Bene, oggi vogliamo dirvi che non è così: non è tutto questionabile. Nell’educazione, come in qualsiasi ambito, esistono limiti che non dovrebbero mai essere valicati. Uno di questi è la violenza.

Un ceffone è violenza, uno scappellotto è violenza

“Ma io non picchio mio figlio! Gli do solo qualche ceffone ogni tanto, così sta in riga e si ricorda chi comanda”.

“Guarda, quelle sculacciate fanno più male a me che a lui”.

“Non mi piace prenderlo a scappellotti, ma a volte davvero non ho alternative”.

Per caso queste frasi vi sono familiari? Bene, dovete sapere che, prima di tutto, se insegniamo ai nostri figli che la violenza (di qualunque tipo essa sia) serve per ottenere ciò che vogliamo, impareranno che le cose funzionano così.

Dovete pensare che sono le vostre azioni ad educare davvero i bambini: nulla insegna più dell’esempio delle persone che per loro rappresentano un punto di riferimento.

Probabilmente anche a vostro figlio “non piace” picchiare i compagni di classe, ma penserà che sia un’opzione perché anche i suoi genitori o educatori hanno utilizzato quel metodo per farsi obbedire. Anzi, se i suoi genitori alzano le mani persino con lui, anche se gli vogliono così bene, perché mai lui non dovrebbe farlo con le persone che non gli piacciono?

“A volte non mi rimane altra opzione”. Questa frase, per esempio, lega la violenza alla frustrazione; forse non nell’enunciato in sé, ma di certo nella realtà dei fatti. In quello schiaffo o quella sculacciata c’è la frustrazione di chi non è riuscito a farsi obbedire in altri modi e spesso anche la rabbia per qualcosa che detestiamo fare. Un’emozione che aumenta l’energia da scaricare attraverso quel gesto e che, quindi, rende il colpo più forte.

Un ceffone è triste, uno scappellotto è triste

Sono gesti tristi perché possono causare dolore, tristi perché possono causare paura, tristi perché possono causare lacrime. Tristi perché possono causare tutte e tre le cose insieme, senza insegnare nulla. Questa forma di punizione, come tutte le punizioni, mette al centro dell’attenzione il lato negativo, ciò che non bisognerebbe fare. Un ceffone non parla di comportamenti alternativi: forse dice che non bisogna picchiare i compagni di classe, ma non dice come bisogna fare una richiesta o come reagire ad un rifiuto.

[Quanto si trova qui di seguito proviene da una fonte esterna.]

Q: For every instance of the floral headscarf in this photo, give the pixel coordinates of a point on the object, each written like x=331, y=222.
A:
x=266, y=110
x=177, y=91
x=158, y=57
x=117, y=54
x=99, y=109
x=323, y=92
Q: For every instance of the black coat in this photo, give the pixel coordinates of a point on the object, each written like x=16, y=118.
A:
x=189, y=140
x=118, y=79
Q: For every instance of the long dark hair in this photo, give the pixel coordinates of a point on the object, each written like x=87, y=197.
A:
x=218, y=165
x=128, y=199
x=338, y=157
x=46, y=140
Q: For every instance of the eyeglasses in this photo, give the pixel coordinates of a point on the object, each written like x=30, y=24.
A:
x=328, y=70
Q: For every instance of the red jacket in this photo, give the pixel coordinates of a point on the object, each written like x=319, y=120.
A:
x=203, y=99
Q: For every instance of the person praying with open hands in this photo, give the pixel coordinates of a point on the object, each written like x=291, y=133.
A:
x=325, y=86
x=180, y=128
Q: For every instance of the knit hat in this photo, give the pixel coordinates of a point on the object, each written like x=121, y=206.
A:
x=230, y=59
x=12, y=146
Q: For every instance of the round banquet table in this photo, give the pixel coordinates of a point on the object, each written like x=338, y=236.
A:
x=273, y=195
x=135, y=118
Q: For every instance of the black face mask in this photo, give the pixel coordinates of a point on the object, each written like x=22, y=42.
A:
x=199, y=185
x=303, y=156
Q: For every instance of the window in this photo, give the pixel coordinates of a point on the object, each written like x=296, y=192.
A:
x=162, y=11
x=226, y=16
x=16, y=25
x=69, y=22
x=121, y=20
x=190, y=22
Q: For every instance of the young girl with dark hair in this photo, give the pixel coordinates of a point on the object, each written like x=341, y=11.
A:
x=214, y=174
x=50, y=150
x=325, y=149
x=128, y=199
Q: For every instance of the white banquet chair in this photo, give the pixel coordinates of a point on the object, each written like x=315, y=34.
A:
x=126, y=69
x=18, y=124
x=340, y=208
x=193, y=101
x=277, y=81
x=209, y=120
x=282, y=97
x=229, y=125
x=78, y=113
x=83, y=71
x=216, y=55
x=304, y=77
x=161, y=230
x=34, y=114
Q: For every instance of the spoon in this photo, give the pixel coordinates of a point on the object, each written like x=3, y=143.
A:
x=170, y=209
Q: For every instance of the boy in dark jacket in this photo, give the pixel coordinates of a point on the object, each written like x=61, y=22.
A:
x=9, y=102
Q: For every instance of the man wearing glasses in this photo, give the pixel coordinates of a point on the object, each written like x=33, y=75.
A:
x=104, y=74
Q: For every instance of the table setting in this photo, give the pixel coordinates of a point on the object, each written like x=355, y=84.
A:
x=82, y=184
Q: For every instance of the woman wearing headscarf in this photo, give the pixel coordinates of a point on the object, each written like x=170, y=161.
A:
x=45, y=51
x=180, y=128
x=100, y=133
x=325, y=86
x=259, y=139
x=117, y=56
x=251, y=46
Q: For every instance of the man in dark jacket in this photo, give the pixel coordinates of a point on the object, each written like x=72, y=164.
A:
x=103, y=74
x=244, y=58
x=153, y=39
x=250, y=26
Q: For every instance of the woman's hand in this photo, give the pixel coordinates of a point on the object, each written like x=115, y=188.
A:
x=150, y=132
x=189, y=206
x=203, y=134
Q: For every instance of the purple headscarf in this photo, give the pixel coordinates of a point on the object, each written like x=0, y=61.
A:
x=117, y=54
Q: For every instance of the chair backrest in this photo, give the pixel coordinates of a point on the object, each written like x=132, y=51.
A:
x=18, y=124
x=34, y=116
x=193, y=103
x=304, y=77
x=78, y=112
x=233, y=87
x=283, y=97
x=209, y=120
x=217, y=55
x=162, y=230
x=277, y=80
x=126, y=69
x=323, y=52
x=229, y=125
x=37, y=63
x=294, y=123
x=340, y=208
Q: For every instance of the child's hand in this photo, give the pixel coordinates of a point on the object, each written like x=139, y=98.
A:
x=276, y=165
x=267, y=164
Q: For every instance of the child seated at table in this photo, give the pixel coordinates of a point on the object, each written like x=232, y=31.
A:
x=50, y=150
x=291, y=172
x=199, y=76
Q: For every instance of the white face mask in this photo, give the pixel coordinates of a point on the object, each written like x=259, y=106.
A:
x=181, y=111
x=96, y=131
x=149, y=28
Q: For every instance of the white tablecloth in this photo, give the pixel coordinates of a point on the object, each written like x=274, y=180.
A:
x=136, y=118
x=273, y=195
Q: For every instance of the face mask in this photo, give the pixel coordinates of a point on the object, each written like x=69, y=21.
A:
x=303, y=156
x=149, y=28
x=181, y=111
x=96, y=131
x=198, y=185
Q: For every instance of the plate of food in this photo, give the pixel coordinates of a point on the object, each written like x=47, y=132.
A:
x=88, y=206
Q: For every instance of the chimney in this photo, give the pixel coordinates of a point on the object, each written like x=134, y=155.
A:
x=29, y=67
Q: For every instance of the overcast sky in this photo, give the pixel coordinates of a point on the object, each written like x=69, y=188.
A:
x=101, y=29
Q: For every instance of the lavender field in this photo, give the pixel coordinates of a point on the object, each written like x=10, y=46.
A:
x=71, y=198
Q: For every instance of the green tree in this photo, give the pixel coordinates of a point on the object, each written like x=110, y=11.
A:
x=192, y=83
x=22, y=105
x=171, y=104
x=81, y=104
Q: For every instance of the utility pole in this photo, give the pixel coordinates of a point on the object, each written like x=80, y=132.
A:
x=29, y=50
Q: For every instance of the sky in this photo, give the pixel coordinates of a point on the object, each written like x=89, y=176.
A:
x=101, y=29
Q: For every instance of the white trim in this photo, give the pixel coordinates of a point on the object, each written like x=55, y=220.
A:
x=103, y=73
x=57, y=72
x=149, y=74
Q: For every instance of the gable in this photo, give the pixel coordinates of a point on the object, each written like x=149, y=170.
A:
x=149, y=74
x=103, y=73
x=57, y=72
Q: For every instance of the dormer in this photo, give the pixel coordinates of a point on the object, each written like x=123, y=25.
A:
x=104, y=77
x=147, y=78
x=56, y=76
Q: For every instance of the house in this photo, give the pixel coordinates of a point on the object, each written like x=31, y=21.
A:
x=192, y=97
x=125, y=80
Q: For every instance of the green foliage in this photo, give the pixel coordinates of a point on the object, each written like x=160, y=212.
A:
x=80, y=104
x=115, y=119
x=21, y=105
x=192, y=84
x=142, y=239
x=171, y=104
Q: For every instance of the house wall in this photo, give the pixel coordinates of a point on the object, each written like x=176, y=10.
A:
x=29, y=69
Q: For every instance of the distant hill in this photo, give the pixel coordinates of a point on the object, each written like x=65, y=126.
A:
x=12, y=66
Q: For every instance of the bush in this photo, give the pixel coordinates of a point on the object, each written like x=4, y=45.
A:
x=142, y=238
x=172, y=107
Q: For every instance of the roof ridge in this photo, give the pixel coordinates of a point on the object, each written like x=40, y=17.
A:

Ed è così che il bambino passa dal ceffone alla minaccia, alla discriminazione, all’isolamento, all’insulto. E con quei comportamenti non farà altro che guadagnarsi altre urla, ceffoni o sberle, senza capire come fare per comportarsi meglio.

Un altro dei commenti più popolari oggigiorno è “io mi sono beccato un bel po’ di ceffoni da piccolo, e non mi pare di essere cresciuto così male”. È stata fortuna: molto spesso le persone crescono bene “nonostante” qualcosa, e non “grazie” a qualcosa. Probabilmente qualcun altro ha insegnato loro come comportarsi o è stato un esempio di come fare le cose per bene, senza utilizzare la violenza per negoziare.

Dobbiamo capire che nessuno cresce bene “grazie” ai ceffoni. Per fortuna è raro che un bambino venga traumatizzato da uno schiaffo o uno scappellotto, ma è bene sapere che possiamo educare i nostri figli senza ricorrere alle mani. Possiamo educare meglio i nostri figli, se non ricorreremo alle mani.

Certo, questa scelta richiede più sforzi, più pazienza, più riflessioni e più tempo da condividere con i propri figli. Tempo di qualità, non quel tempo che ci avanza dopo aver lavorato, pulito la casa, fatto il bucato, stirato e fatto la spesa. Ci richiede di prestare attenzione a tutto quello che fanno, non solo a quello che ci disturba, perché oltrepassa il limite. Ci richiede di guardarli sempre, non solo quando ci disturbano perché non ci lasciano guardare la televisione o riposare.

Se faremo così, i ceffoni e gli scappellotti spariranno dal nostro metodo educativo, semplicemente perché non ne avremo bisogno. Non avremo bisogno di una misura drastica per raddrizzare un albero cresciuto storto, perché l’avremo fatto crescere dritto centimetro dopo centimetro, con attenzione e affetto.

Un metodo che non fa male a nessuno: né a lui né a voi. Pensateci, ci può essere qualcosa di meglio?